European Directive on Data retention
The Legislative proposal (Bill) for implementation of the European Directive on Data Retention overlooks the requirements imposed by the European Convention for the Protection of Human Rights and Fundamental Freedoms (ECHR). Article 8 of the ECHR sets out the fundamental rights of citizens to respect for their private life. The government may only infringe on that right to the extent that it is necessary in a democratic society. The Bill prescribes that providers of telecom services must retain telephone and e-mail information for 18 months and have it available for investigating, detecting and prosecuting serious crime. Retaining historical telephone and Internet information on every citizen in the Netherlands is an extremely radical measure, whose need must be demonstrated irrefutably. In the opinion of the Dutch Data Protection Authority (Dutch DPA) [ College bescherming persoonsgegevens (CBP)], the need for a retention period of 18 months has not been demonstrated satisfactorily.
The European Directive on Data Retention is designed to harmonise national legislation within Member States on the retention of telephone and e-mail data for investigating, detecting and prosecuting serious crime. The Directive has to be converted into national legislation. The Directive on Data Retention offers a range of between at least six months up to a maximum of two years for the retention period. Member States must take account of the requirements of the ECHR when determining the choice for the precise retention period. A longer retention period will increase the risk of infringing on the right to the private life. According to the Dutch DPA, insufficient account has been taken of the requirements imposed by the ECHR in the Bill; in particular it has not been shown why it is necessary to retain this information for 18 months. The Dutch DPA considers that a period of 6 months will suffice in the Netherlands, which is in many cases longer than the period for which the data is currently kept for business purposes, for example for billing.

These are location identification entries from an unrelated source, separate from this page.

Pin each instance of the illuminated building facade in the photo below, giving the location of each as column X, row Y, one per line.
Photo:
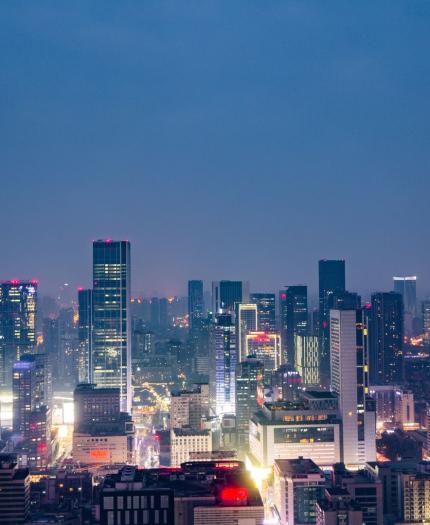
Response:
column 267, row 349
column 386, row 339
column 331, row 276
column 294, row 318
column 222, row 369
column 111, row 344
column 349, row 379
column 249, row 376
column 246, row 322
column 85, row 333
column 18, row 304
column 298, row 485
column 287, row 430
column 307, row 359
column 266, row 308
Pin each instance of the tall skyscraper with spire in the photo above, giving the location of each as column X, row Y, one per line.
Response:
column 111, row 343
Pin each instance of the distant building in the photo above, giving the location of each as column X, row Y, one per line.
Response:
column 14, row 491
column 249, row 376
column 266, row 348
column 266, row 307
column 294, row 318
column 331, row 280
column 185, row 441
column 285, row 430
column 386, row 339
column 307, row 359
column 298, row 485
column 18, row 304
column 349, row 379
column 246, row 322
column 111, row 344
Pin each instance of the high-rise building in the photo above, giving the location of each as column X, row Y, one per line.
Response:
column 31, row 412
column 111, row 355
column 298, row 485
column 426, row 318
column 349, row 379
column 249, row 377
column 18, row 303
column 85, row 333
column 222, row 369
column 14, row 491
column 246, row 322
column 407, row 288
column 294, row 317
column 225, row 294
column 266, row 308
column 331, row 274
column 266, row 348
column 195, row 305
column 386, row 339
column 307, row 359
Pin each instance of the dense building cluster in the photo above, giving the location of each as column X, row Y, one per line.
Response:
column 229, row 406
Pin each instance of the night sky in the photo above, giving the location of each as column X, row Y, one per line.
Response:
column 224, row 139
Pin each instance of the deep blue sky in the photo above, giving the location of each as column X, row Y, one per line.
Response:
column 225, row 139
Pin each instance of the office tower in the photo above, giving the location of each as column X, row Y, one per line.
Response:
column 286, row 384
column 102, row 433
column 331, row 275
column 365, row 489
column 111, row 356
column 225, row 294
column 307, row 359
column 249, row 377
column 18, row 303
column 285, row 430
column 426, row 318
column 150, row 506
column 298, row 485
column 14, row 491
column 337, row 507
column 294, row 317
column 407, row 288
column 267, row 348
column 185, row 441
column 266, row 309
column 85, row 333
column 246, row 322
column 395, row 407
column 195, row 305
column 222, row 369
column 188, row 407
column 31, row 413
column 68, row 350
column 349, row 379
column 386, row 339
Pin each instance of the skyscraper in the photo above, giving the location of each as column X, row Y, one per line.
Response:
column 349, row 379
column 85, row 333
column 18, row 302
column 222, row 369
column 331, row 275
column 249, row 376
column 266, row 308
column 111, row 355
column 195, row 305
column 225, row 294
column 246, row 321
column 294, row 317
column 386, row 339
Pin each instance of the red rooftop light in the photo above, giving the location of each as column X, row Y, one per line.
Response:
column 234, row 496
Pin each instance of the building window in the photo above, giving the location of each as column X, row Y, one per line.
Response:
column 108, row 502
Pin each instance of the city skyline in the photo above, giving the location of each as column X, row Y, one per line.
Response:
column 300, row 118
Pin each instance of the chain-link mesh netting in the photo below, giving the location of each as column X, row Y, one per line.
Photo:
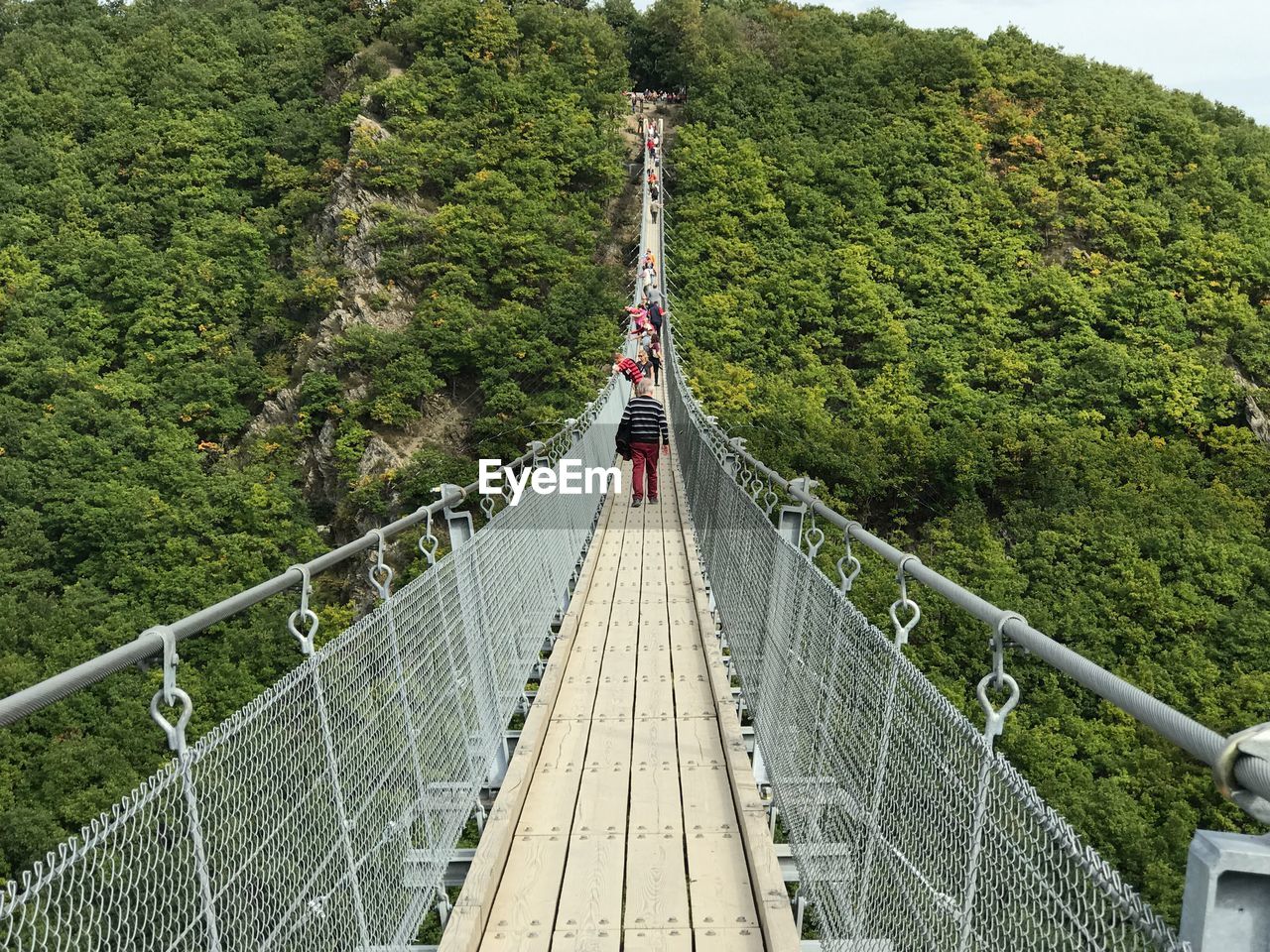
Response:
column 321, row 816
column 908, row 830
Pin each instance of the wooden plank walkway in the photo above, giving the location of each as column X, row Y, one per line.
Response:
column 631, row 830
column 629, row 819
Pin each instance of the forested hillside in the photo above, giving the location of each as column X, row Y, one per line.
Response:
column 271, row 270
column 1011, row 308
column 180, row 185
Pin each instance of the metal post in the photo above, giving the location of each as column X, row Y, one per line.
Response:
column 460, row 525
column 1225, row 905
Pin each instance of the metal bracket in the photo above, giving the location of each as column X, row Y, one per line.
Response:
column 304, row 615
column 789, row 521
column 460, row 525
column 169, row 693
column 1254, row 742
column 381, row 572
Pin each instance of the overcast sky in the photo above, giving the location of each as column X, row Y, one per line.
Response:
column 1215, row 48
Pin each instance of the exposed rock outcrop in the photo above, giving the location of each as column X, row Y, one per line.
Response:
column 345, row 236
column 1254, row 397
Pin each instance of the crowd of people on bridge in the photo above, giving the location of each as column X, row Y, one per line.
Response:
column 640, row 96
column 644, row 417
column 643, row 430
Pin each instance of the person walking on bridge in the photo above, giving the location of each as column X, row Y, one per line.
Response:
column 649, row 433
column 627, row 368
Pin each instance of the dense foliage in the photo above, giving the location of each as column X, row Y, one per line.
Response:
column 162, row 171
column 991, row 296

The Dutch DPA has also expressed a number of other points of criticism relating to the Bill. Thus some important substantive choices with equally significant implications for the private life - for example the categories of information that have to be retained - are not regulated with all the safeguards of formal legislation, but are rather delegated to subordinate legislation. The parameters for access to information have also been inadequately limited. Finally, there are no control mechanisms for the lawful use of information. The Dutch DPA recommends that the implementation of this regulation should be dealt with transparently, by means of a stringent duty of notification and maintenance of publicly available statistics on the manner in which the affected parties are notified - or not - that their information is actually being requested.
About the Dutch DPA
The Dutch Data Protection Authority (Dutch DPA) supervises compliance with legislation regulating the use of personal data, under the terms of the Wet bescherming persoonsgegevens (Wbp) [Dutch Data Protection Act]. The use of personal data must be notified to the Dutch DPA unless the situation is covered by an exemption.
The Dutch DPA advises the government and other organisations on the protection of personal data and associated topics. The Dutch DPA assesses codes of conduct and mediates in disputes between citizens and users of personal data. The Dutch DPA can, either on its own initiative or at the request of an interested party, investigate whether the way in which personal data has been used in a particular situation is in line with the Act, and can impose sanctions if necessary. A fine may be imposed for continued failure to report. In the event of an infringement of the Act, or its subordinate regulations, the Dutch DPA can proceed to impose an administrative fine or non-compliance penalty.